Beldar's summary of the Disney case completely misses the pont. Disney prevailed on common law "agency" grounds, which is not a difficult concept, but somehow gets lost in Beldar's analaysis, but is quite clear in the bench decision.
Well, Miers brought the snacks. She helped, too.
Her personal writings do NOT indicate that she is careful of details. I would expect someone writing to the governor to be more careful than someone writing a letter to grandma.
No.
The post you replied to dealt with intellect and opinion writing. Clerks do the drudge work.
(No offense intended to clerks! Been up all night.)
"I am respectful of both of your great many time commitments"
Please translate that.
" And you arrived at your conclusion by reading chicken entrails? Sorry, but the money is on Miers to be confirmed, UNLESS she strikes out in the hearings."
My guess, based on what I've seen so far, is that some Dem Senator will trip her up with a trick question.
It is telling that Ms. Miers was not even on Hewitt's radar before she was nominated. His choices before the nomination was announced were Luttig and McConnell.
No.
As she learns to be a Justice of the United States Supreme Court.
A very frequent problem with the law is interpretation. One reason for the problem is that laws and opinions are often written in an unclear manner. Having someone on the SC who can write clearly is an asset.

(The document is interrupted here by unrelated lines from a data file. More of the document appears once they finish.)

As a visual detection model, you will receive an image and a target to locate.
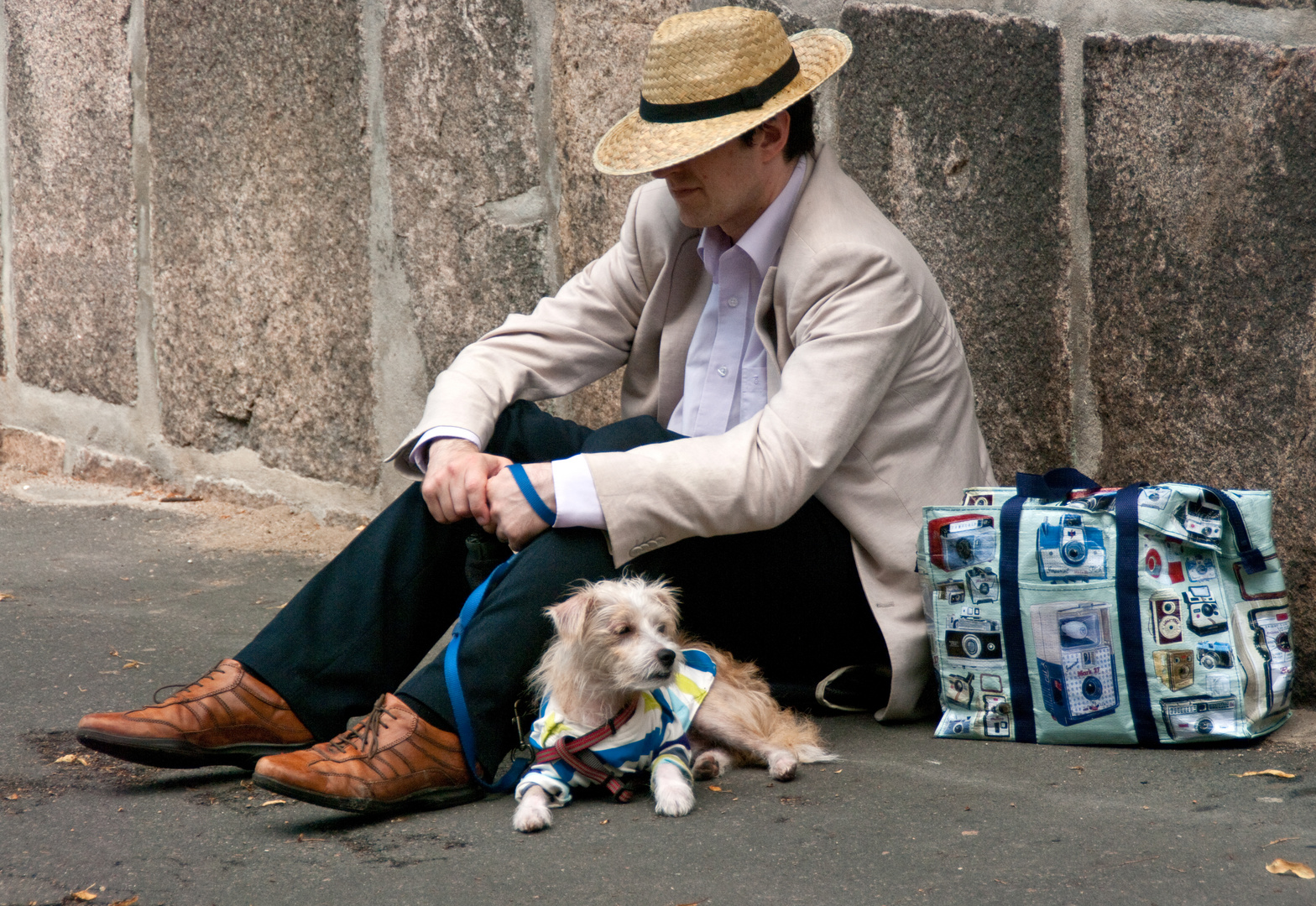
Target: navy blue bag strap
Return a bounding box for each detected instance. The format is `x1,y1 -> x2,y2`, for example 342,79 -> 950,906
1000,494 -> 1037,743
1115,482 -> 1161,746
1198,484 -> 1266,576
1000,468 -> 1101,743
443,554 -> 530,793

A nominee to the SC should be able to write clearly in an effortless manner.
Most of the Meirs supporters here seem to be in the habit of making excuses for her poor writing ability. Why? I think it is wishful thinking. How old was Meirs when she wrote these thank you notes? The Texas Bar Association articles? The answer is: old enough to have had a full chance to hone her writing skills to a T. I don't want someone who obviously has difficulty writing on the SC.
As someone with several technical degrees, including a degree in math, I feel qualified to write that arguments based on her math abilities are largely irrelevant and evidence of yet more well-intended but wishful and overly simplistic thinking on the part of bushbots.
Harriet Meirs-- withdraw your nomination now.
But writing is a clear part of the job of a justice, not that all of them are good writers, I am sure.
"I know you're busy, but"
As Emily Post might say it
If people really want to check out her legal writing, it would be easy. Simply find some of the cases on which she worked as a private attorney through lexis or something, go to the courthouse, and get a copy of a dispositive motion or appellate brief she wrote. They're public records. If you really want to criticize her legal writing, that's the type of thing at which you should be looking.
I believe that when Jerry Falwell came out against O'Connor in 1981, her ascerbic sponsor, Barry Goldwater, attacked Falwell, saying that the VA minister deserved a "good, quick kick" in the exterior. Of course, Falwell had supported Goldwater for President in 1964. In retrospect, Falwell has been far more right than Goldwater and not just on O'Connor. So, now does Falwell support Miss Miers?
Aren't these arguments (similarities with Clement), in actuality, arguments in favor of a Meirs appointment to an appeals court, and not to the SC? What am I missing?